Bug 19401 - Trivial loop not unrolled
Summary: Trivial loop not unrolled
Status: RESOLVED FIXED
Alias: None
Product: gcc
Classification: Unclassified
Component: tree-optimization (show other bugs)
Version: 4.0.0
: P2 enhancement
Target Milestone: 4.1.0
Assignee: Not yet assigned to anyone
URL:
Keywords: missed-optimization, patch
Depends on:
Blocks: 11706
  Show dependency treegraph
 
Reported: 2005-01-12 16:08 UTC by Richard Biener
Modified: 2005-05-07 19:56 UTC (History)
2 users (show)

See Also:
Host:
Target:
Build:
Known to work:
Known to fail:
Last reconfirmed: 2005-05-01 04:18:28


Attachments
patch (521 bytes, patch)
2005-01-13 12:21 UTC, Richard Biener
Details | Diff
Enable cunroll with -fpeel-loops, too (343 bytes, patch)
2005-01-20 12:43 UTC, Richard Biener
Details | Diff

Note You need to log in before you can comment on or make changes to this bug.
Description Richard Biener 2005-01-12 16:08:00 UTC
We do not unroll the loop in

double foo(double __x)
{
        unsigned int __n = 2;
        double __y = __n % 2 ? __x : 1;

        while (__n >>= 1)
          {
            __x = __x * __x;
            if (__n % 2)
              __y = __y * __x;
          }

        return __y;
}

with -O2 which causes us to emit gratiously worse code
for std::pow(x, 2) than for std::pow(x, 2.0).

We should definitely get this right without -funroll-loops
and all its side-effects.
Comment 1 Andrew Pinski 2005-01-12 16:13:53 UTC
Really -funroll-loops should be added to -O3 by default and maybe a tweewed version to -O2/-Os 
(one which only unroll loops which can be unrolled fully and don't produce more code than the loop 
itself).
Comment 2 Richard Biener 2005-01-12 16:19:27 UTC
In 3.4 one was able to do this by specifying -fpeel-loops and got complete loop
peeling enabled.  In 4.0 this is also the case, but only for the RTL unroller -
the tree unroller is not affected and as such _this_ unrolling does not help
PR11706.  - Just another datapoint.
Comment 3 Andrew Pinski 2005-01-12 16:21:12 UTC
Another trivial loop which is not unrolled but should be:

int f(int x)
{
  int i, x1;
  x1 = x;
  for(i = 0;i<2;i++)
   x1 *= x1;
  return x1;
}
Comment 4 Richard Biener 2005-01-12 16:24:29 UTC
Or stuff often found in C++ libraries:

template <int Dim>
struct Vector
{
  Vector(float init)
  {
    for (int i=0; i<Dim; ++i)
      v[i] = init;
  }
  float v[Dim];
};

for small Dim (<= 4 should make nearly everyone happy) you want all the
dimension-unaware loops to be unrolled.
Comment 5 Gabriel Dos Reis 2005-01-12 17:05:48 UTC
Subject: Re:  Trivial loop not unrolled

"pinskia at gcc dot gnu dot org" <gcc-bugzilla@gcc.gnu.org> writes:

| Really -funroll-loops should be added to -O3 by default and maybe a
| tweewed version to -O2/-Os  

I don't think the issue is to have -funroll-loops as default at higher
level.

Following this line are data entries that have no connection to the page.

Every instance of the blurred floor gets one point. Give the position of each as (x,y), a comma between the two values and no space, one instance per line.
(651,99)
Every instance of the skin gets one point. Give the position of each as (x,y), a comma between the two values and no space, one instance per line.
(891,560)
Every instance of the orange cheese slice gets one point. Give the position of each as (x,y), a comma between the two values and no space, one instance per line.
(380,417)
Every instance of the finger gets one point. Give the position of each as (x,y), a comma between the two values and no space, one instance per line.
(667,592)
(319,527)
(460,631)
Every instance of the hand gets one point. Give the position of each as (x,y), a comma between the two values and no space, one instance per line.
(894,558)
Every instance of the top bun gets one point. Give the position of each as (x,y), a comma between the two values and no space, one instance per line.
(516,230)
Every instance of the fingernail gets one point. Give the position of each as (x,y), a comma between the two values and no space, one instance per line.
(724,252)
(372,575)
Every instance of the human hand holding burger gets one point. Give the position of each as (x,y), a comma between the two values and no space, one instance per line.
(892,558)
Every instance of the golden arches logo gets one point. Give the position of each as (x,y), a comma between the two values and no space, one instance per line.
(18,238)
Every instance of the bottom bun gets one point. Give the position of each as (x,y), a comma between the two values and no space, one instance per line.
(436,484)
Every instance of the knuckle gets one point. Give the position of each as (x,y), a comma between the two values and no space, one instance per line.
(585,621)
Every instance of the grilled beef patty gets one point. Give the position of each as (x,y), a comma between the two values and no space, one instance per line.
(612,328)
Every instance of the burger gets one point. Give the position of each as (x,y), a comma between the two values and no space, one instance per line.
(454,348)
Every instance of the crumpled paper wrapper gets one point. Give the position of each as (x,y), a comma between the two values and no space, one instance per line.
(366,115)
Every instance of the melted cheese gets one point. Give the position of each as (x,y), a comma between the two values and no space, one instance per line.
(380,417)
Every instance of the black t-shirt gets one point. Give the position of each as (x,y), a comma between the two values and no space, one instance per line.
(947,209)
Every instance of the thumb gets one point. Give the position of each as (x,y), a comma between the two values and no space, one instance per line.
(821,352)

I think it is more about the compiler understanding loops with
constant bounds, just like we handle if(0) or if(1) branches.

-- Gaby
Comment 6 Gabriel Dos Reis 2005-01-12 17:06:34 UTC
Subject: Re:  Trivial loop not unrolled

"rguenth at tat dot physik dot uni-tuebingen dot de" <gcc-bugzilla@gcc.gnu.org> writes:

| Or stuff often found in C++ libraries:
| 
| template <int Dim>
| struct Vector
| {
|   Vector(float init)
|   {
|     for (int i=0; i<Dim; ++i)
|       v[i] = init;
|   }
|   float v[Dim];
| };
| 
| for small Dim (<= 4 should make nearly everyone happy) you want all the
| dimension-unaware loops to be unrolled.

I agree.

-- Gaby
Comment 7 Richard Biener 2005-01-13 12:21:03 UTC
Created attachment 7950 [details]
patch

This patch enables complete unrolling on the tree level by default.
Comment 8 Zdenek Dvorak 2005-01-14 09:04:51 UTC
Other possible patch:

http://gcc.gnu.org/ml/gcc-patches/2005-01/msg00796.html
Comment 9 Richard Biener 2005-01-20 12:43:06 UTC
Created attachment 8006 [details]
Enable cunroll with -fpeel-loops, too

Trivial patch to bring us back to 3.4 usability while at the same time
benefiting from tree level complete unrolling.	First patch is obsoleted by
Zdeneks, not this one.
Comment 10 Richard Biener 2005-01-24 09:43:22 UTC
Another one - matrix multiplication:

/* A [NxM], B [MxP] */
#define DOLOOP(N, M, P) \
void matmul ## N ## M ## P(double *res, const double *A, const double *B) \
{ \
        int i,j,k; \
        for (k=0; k<P; ++k) \
                for (i=0; i<N; ++i) { \
                        double s = 0.0; \
                        for (j=0; j<M; ++j) \
                                s += A[i*M+j] * B[j*P+k]; \
                        res[i*P+k] = s; \
                } \
}

DOLOOP(1, 1, 1)
DOLOOP(2, 1, 2)
DOLOOP(1, 2, 1)
DOLOOP(2, 2, 2)
DOLOOP(1, 3, 1)
DOLOOP(1, 1024, 1)

all up to 2x2 should be profitable to completely unroll.  Be sure to unroll
one-time rolling loops like for the last case.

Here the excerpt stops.